Hubby’s dad seems to be feeling better. His stats prove it. After two surgeries, plus multiple other procedures, a big chunk of the tumor has been removed, his kidneys are draining via two tubes inserted into each side of his back, and the irrigation of his bladder is resulting in bags of less- and less-red-looking fluid. He’s still confused, but not to the point of hostility (at least, during the day), amiably accepting each time he is reminded he’s in the hospital and can’t get up to take a shower or that Hubby’s uncle isn’t expecting him for lunch.

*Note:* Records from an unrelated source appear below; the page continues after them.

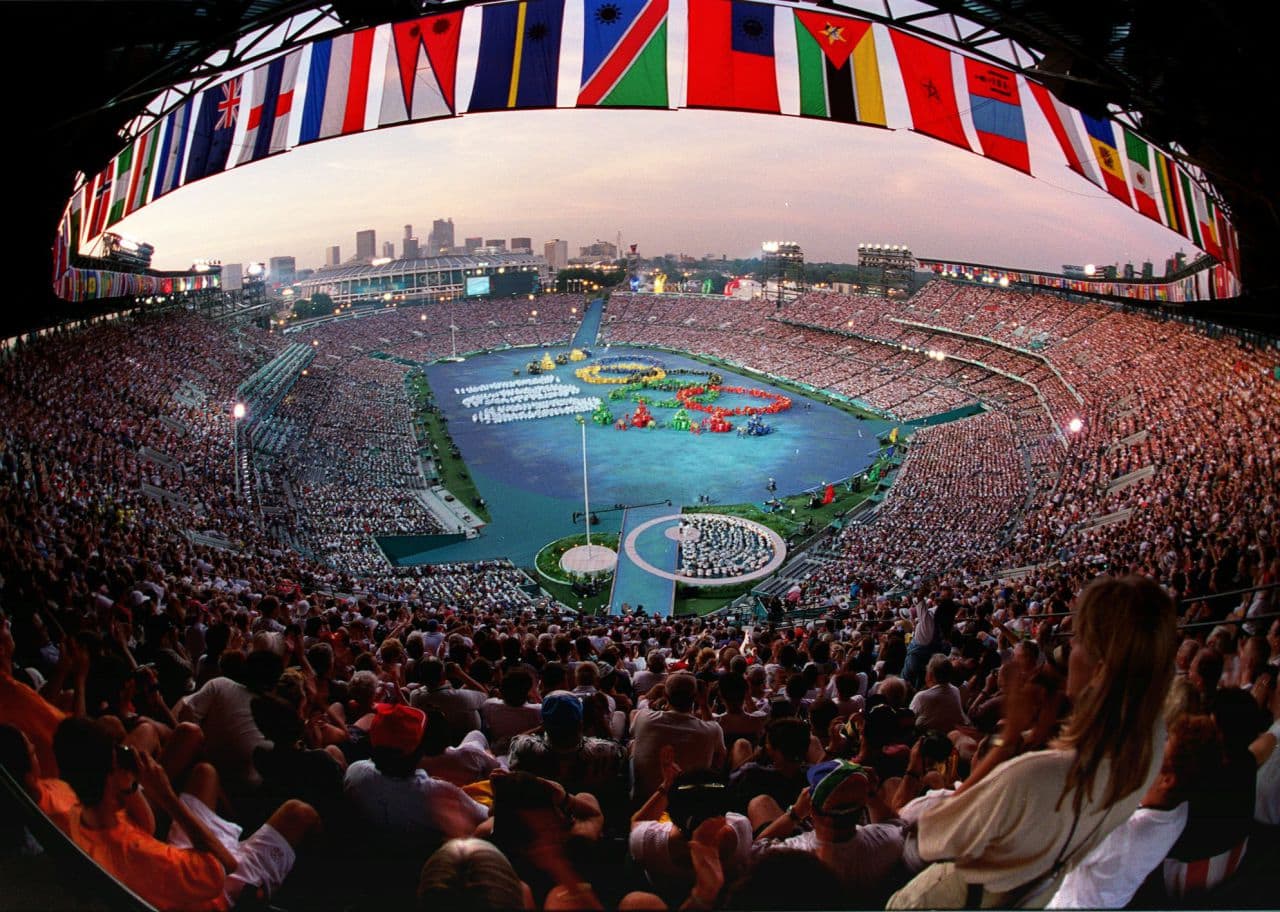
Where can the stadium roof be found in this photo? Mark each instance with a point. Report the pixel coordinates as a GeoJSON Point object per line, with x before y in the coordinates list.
{"type": "Point", "coordinates": [350, 270]}
{"type": "Point", "coordinates": [1189, 73]}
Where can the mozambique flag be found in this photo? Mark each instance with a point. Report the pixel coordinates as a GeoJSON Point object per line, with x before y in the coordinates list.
{"type": "Point", "coordinates": [123, 168]}
{"type": "Point", "coordinates": [839, 68]}
{"type": "Point", "coordinates": [1105, 153]}
{"type": "Point", "coordinates": [624, 54]}
{"type": "Point", "coordinates": [1192, 214]}
{"type": "Point", "coordinates": [519, 60]}
{"type": "Point", "coordinates": [1166, 176]}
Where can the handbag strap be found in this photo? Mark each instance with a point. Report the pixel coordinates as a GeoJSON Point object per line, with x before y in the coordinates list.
{"type": "Point", "coordinates": [1014, 898]}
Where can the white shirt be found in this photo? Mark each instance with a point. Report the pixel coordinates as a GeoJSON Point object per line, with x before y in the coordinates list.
{"type": "Point", "coordinates": [650, 847]}
{"type": "Point", "coordinates": [415, 805]}
{"type": "Point", "coordinates": [1110, 875]}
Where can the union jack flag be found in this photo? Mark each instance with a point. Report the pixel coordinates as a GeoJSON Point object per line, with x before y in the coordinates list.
{"type": "Point", "coordinates": [228, 105]}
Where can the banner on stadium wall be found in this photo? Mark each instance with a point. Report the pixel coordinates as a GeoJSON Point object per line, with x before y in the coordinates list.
{"type": "Point", "coordinates": [754, 55]}
{"type": "Point", "coordinates": [1211, 282]}
{"type": "Point", "coordinates": [95, 285]}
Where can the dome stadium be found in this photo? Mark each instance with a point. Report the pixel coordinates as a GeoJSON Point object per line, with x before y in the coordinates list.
{"type": "Point", "coordinates": [467, 575]}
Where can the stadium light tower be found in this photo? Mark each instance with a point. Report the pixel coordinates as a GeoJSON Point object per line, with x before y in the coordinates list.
{"type": "Point", "coordinates": [237, 415]}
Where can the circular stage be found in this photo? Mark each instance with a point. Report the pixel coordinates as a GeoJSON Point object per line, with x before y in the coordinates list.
{"type": "Point", "coordinates": [589, 559]}
{"type": "Point", "coordinates": [681, 528]}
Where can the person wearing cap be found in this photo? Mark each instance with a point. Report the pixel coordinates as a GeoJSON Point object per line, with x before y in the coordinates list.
{"type": "Point", "coordinates": [562, 753]}
{"type": "Point", "coordinates": [863, 855]}
{"type": "Point", "coordinates": [391, 794]}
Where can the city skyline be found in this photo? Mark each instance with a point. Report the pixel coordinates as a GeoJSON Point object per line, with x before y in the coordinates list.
{"type": "Point", "coordinates": [672, 182]}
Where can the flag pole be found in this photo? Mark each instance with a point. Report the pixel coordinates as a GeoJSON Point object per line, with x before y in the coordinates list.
{"type": "Point", "coordinates": [586, 500]}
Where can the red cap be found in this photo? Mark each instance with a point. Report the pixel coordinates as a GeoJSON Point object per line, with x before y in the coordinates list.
{"type": "Point", "coordinates": [397, 726]}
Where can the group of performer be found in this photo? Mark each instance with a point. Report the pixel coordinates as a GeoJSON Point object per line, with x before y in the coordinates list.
{"type": "Point", "coordinates": [716, 546]}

We’ve been on rotating “shifts” the past few days, Hubby’s uncle early in the morning, then his brother, then Hubby and me, and finally a nurse the family hired to stay with my father-in-law overnight. He’s hardly slept, which is probably why nights have been so difficult for him. He asks when his sons will visit him, calls them in the middle of the night, tries to get out of bed, pulls at tubes and tape and the cannula up his nose.
This is what still worries me. Hubby extended his visit by four days, hoping that his dad will be released by then, hoping that he can help his dad get re-settled at home before he leaves. My hope is that, once he’s back in a familiar environment, the confusion will
stop lessen considerably. They are in the process of getting someone to stay with him at least 10 hours a week, just to check on him, take him shopping (that’s a whole ‘nuther story–how he lost his license), make sure he’s keeping up with his daily routines.
I’m leaving tonight. Without my husband. I’ll be traveling alone again, but if the last time proved anything, it’s that I’m a big girl and I can handle it. Still, I hate to leave him with so much uncertainty. He has to come back in four days, regardless of how his dad is doing. We can’t extend his stay any further than that. For one thing, the day he is now set to arrive is the day we’re both to start a round of antibiotics for this upcoming IVF cycle. For another, I’ll miss him. And he ‘s already saying how much he’ll miss me.
So, while I leave tonight feeling better about his dad’s physical health improving, there is still so much we just don’t know. And that includes when we might be able to come back for another visit and/or for good.
I told Hubby the other day–only half-joking–that when he gets back, we need to take another vacation to recover from this one.